Let's look at some assembly. All assembly here was produced with Clang 4.0
with -O3
.
Given these definitions:
namespace user { struct number { double value; friend number operator+(number lhs, number rhs) { return number{lhs.value + rhs.value}; } friend number operator*(number lhs, number rhs) { return number{lhs.value * rhs.value}; } }; }
Here is a Boost.YAP-based arithmetic function:
user::number eval_as_yap_expr(user::number a_, user::number x_, user::number y_) { term<user::number> a{{a_}}; term<user::number> x{{x_}}; term<user::number> y{{y_}}; auto expr = (a * x + y) * (a * x + y) + (a * x + y); return yap::evaluate(expr); }
and the assembly it produces:
arithmetic_perf[0x100001c00] <+0>: pushq %rbp arithmetic_perf[0x100001c01] <+1>: movq %rsp, %rbp arithmetic_perf[0x100001c04] <+4>: mulsd %xmm1, %xmm0 arithmetic_perf[0x100001c08] <+8>: addsd %xmm2, %xmm0 arithmetic_perf[0x100001c0c] <+12>: movapd %xmm0, %xmm1 arithmetic_perf[0x100001c10] <+16>: mulsd %xmm1, %xmm1 arithmetic_perf[0x100001c14] <+20>: addsd %xmm0, %xmm1 arithmetic_perf[0x100001c18] <+24>: movapd %xmm1, %xmm0 arithmetic_perf[0x100001c1c] <+28>: popq %rbp arithmetic_perf[0x100001c1d] <+29>: retq
And for the equivalent function using builtin expressions:
user::number eval_as_cpp_expr(user::number a, user::number x, user::number y) { return (a * x + y) * (a * x + y) + (a * x + y); }
the assembly is:
arithmetic_perf[0x100001e10] <+0>: pushq %rbp arithmetic_perf[0x100001e11] <+1>: movq %rsp, %rbp arithmetic_perf[0x100001e14] <+4>: mulsd %xmm1, %xmm0 arithmetic_perf[0x100001e18] <+8>: addsd %xmm2, %xmm0 arithmetic_perf[0x100001e1c] <+12>: movapd %xmm0, %xmm1 arithmetic_perf[0x100001e20] <+16>: mulsd %xmm1, %xmm1 arithmetic_perf[0x100001e24] <+20>: addsd %xmm0, %xmm1 arithmetic_perf[0x100001e28] <+24>: movapd %xmm1, %xmm0 arithmetic_perf[0x100001e2c] <+28>: popq %rbp arithmetic_perf[0x100001e2d] <+29>: retq
If we increase the number of terminals by a factor of four:
user::number eval_as_yap_expr_4x(user::number a_, user::number x_, user::number y_) { term<user::number> a{{a_}}; term<user::number> x{{x_}}; term<user::number> y{{y_}}; auto expr = (a * x + y) * (a * x + y) + (a * x + y) + (a * x + y) * (a * x + y) + (a * x + y) + (a * x + y) * (a * x + y) + (a * x + y) + (a * x + y) * (a * x + y) + (a * x + y); return yap::evaluate(expr); }
the results are the same: in this simple case, the Boost.YAP and builtin expressions result in the same object code.

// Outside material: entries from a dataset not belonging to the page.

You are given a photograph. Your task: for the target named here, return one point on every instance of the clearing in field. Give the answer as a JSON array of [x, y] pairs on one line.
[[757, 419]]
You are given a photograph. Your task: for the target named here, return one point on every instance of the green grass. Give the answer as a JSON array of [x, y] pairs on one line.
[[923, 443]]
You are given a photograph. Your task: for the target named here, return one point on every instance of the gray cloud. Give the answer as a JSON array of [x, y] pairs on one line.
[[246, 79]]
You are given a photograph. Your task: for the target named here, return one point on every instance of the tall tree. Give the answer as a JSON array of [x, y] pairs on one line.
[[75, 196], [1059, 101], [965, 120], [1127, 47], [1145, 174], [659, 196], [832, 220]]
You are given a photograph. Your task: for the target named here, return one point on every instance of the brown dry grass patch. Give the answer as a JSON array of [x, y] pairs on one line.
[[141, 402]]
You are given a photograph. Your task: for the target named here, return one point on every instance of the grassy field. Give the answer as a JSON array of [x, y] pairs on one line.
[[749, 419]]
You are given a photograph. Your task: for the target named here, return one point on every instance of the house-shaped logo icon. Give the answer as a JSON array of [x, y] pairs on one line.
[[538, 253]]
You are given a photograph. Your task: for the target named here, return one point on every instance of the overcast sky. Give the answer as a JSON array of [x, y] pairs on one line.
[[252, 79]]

However, increasing the number of terminals by an additional factor of 2.5 (for a total of 90 terminals), the inliner can no longer do as well for Boost.YAP expressions as for builtin ones.
More complex nonarithmetic code produces more mixed results. For example, here is a function using code from the Map Assign example:
std::map<std::string, int> make_map_with_boost_yap () { return map_list_of ("<", 1) ("<=",2) (">", 3) (">=",4) ("=", 5) ("<>",6) ; }
By contrast, here is the Boost.Assign version of the same function:
std::map<std::string, int> make_map_with_boost_assign () { return boost::assign::map_list_of ("<", 1) ("<=",2) (">", 3) (">=",4) ("=", 5) ("<>",6) ; }
Here is how you might do it "manually":
std::map<std::string, int> make_map_manually () { std::map<std::string, int> retval; retval.emplace("<", 1); retval.emplace("<=",2); retval.emplace(">", 3); retval.emplace(">=",4); retval.emplace("=", 5); retval.emplace("<>",6); return retval; }
Finally, here is the same map created from an initializer list:
std::map<std::string, int> make_map_inializer_list () { std::map<std::string, int> retval = { {"<", 1}, {"<=",2}, {">", 3}, {">=",4}, {"=", 5}, {"<>",6} }; return retval; }
All of these produce roughly the same amount of assembly instructions. Benchmarking these four functions with Google Benchmark yields these results:
Table 1.5. Runtimes of Different Map Constructions
Function |
Time (ns) |
---|---|
make_map_with_boost_yap() |
1285 |
make_map_with_boost_assign() |
1459 |
make_map_manually() |
985 |
make_map_inializer_list() |
954 |
The Boost.YAP-based implementation finishes in the middle of the pack.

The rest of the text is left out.